Analysis: The royalty source rule under Article 12(7) required either that the payer be a resident of India or, where the payer had a permanent establishment in India, that the liability to pay the royalty was incurred in connection with that permanent establishment and that the royalty was borne by it. The payer was not a resident of India. Mere existence of a permanent establishment in India was insufficient. The decisive test was the presence of an economic link between the royalty obligation and the Indian permanent establishment, together with the burden of payment being borne by that establishment. On the facts, the broadcasting-rights payment was connected with the head office operations in Singapore, and the Indian marketing presence did not incur or bear the liability.

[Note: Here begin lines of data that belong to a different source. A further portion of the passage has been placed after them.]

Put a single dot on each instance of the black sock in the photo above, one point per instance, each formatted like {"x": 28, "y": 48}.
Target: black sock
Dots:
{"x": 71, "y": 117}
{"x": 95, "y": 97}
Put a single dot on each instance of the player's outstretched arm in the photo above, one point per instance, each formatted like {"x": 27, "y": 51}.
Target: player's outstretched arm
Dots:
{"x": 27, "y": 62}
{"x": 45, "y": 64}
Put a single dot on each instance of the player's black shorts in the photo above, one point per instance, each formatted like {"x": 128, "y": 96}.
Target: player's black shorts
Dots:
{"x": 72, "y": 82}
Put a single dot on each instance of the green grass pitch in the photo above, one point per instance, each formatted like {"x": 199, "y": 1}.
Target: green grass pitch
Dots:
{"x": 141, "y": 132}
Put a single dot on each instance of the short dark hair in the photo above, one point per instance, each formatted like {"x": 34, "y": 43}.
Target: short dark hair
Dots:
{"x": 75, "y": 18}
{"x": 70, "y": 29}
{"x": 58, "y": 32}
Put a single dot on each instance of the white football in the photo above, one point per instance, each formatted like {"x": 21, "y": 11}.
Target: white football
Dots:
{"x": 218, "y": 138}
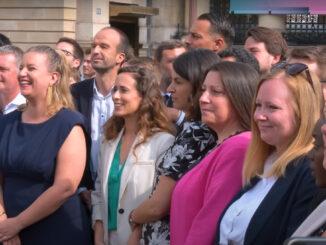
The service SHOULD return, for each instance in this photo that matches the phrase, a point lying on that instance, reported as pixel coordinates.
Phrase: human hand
(9, 228)
(13, 241)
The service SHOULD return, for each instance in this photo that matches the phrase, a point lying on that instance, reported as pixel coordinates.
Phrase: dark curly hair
(152, 117)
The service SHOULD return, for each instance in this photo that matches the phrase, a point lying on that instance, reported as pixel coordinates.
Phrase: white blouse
(237, 217)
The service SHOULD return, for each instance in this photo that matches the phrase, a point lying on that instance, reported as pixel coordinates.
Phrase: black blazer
(82, 93)
(283, 209)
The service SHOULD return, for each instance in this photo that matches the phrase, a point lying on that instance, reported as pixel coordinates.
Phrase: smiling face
(181, 93)
(68, 51)
(125, 96)
(8, 76)
(34, 76)
(104, 51)
(168, 56)
(88, 70)
(258, 49)
(274, 114)
(200, 36)
(216, 108)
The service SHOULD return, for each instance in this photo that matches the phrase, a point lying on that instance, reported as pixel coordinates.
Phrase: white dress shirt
(236, 219)
(14, 104)
(102, 110)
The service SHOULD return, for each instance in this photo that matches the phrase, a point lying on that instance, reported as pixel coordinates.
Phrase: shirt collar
(97, 94)
(17, 101)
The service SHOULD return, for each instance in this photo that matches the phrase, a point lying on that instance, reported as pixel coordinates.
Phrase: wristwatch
(132, 223)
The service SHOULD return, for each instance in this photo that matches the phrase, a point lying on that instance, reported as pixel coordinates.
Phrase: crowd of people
(206, 143)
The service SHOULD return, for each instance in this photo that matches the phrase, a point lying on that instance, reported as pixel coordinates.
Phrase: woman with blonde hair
(136, 137)
(278, 182)
(42, 158)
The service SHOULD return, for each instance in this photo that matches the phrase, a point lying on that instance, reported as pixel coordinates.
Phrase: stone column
(276, 22)
(92, 15)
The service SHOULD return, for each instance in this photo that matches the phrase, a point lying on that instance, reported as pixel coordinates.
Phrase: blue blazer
(283, 209)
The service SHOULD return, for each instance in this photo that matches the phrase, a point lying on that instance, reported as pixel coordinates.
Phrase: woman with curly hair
(136, 136)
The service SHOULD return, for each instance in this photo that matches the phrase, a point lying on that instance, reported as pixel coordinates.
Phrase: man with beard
(93, 97)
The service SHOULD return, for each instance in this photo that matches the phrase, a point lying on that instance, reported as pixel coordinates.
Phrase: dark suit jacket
(283, 209)
(82, 93)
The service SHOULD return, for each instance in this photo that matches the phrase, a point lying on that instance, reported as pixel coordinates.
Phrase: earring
(49, 94)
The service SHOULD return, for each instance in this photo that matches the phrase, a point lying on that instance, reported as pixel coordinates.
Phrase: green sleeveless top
(114, 188)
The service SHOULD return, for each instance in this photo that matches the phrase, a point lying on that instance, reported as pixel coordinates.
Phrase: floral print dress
(190, 146)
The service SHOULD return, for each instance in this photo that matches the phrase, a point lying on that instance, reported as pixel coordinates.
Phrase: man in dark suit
(93, 96)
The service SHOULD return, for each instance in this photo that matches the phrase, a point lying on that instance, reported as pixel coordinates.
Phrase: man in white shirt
(93, 96)
(10, 97)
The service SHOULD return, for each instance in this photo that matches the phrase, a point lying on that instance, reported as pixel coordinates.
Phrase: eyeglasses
(295, 69)
(67, 53)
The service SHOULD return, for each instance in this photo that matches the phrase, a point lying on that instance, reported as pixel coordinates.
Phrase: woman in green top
(136, 136)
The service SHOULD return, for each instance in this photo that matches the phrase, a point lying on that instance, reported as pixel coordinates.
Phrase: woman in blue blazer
(277, 179)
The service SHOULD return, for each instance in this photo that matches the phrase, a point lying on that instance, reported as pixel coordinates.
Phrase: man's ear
(219, 44)
(276, 59)
(120, 58)
(76, 63)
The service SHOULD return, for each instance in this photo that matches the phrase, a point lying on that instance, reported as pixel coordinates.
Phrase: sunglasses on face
(295, 69)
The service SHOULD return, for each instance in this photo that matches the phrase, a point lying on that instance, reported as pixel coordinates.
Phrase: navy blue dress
(27, 162)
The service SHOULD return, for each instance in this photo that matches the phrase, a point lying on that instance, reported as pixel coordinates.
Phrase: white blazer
(136, 181)
(314, 221)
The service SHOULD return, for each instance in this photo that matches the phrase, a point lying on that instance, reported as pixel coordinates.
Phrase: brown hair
(151, 118)
(273, 40)
(240, 82)
(192, 66)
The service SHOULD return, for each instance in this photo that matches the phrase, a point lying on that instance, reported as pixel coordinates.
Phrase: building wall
(32, 22)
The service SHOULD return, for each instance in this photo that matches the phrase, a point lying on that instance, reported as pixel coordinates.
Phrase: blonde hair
(306, 104)
(58, 95)
(152, 117)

Conclusion: The royalty did not arise in India under Article 12(7) of the DTAA. The payment was not chargeable to tax in India on that basis, and no tax deduction obligation arose on the impugned payment.
Final Conclusion: The treaty source conditions for taxing the royalty in India were not satisfied, so the assessee succeeded on the main question and the Revenue's challenge failed.
Ratio Decidendi: Under Article 12(7) of the India-Singapore DTAA, royalty arises in India only if the payer is a resident of India, or if the payer's Indian permanent establishment incurs and bears the liability with an economic nexus to the payment; mere presence of a permanent establishment does not suffice.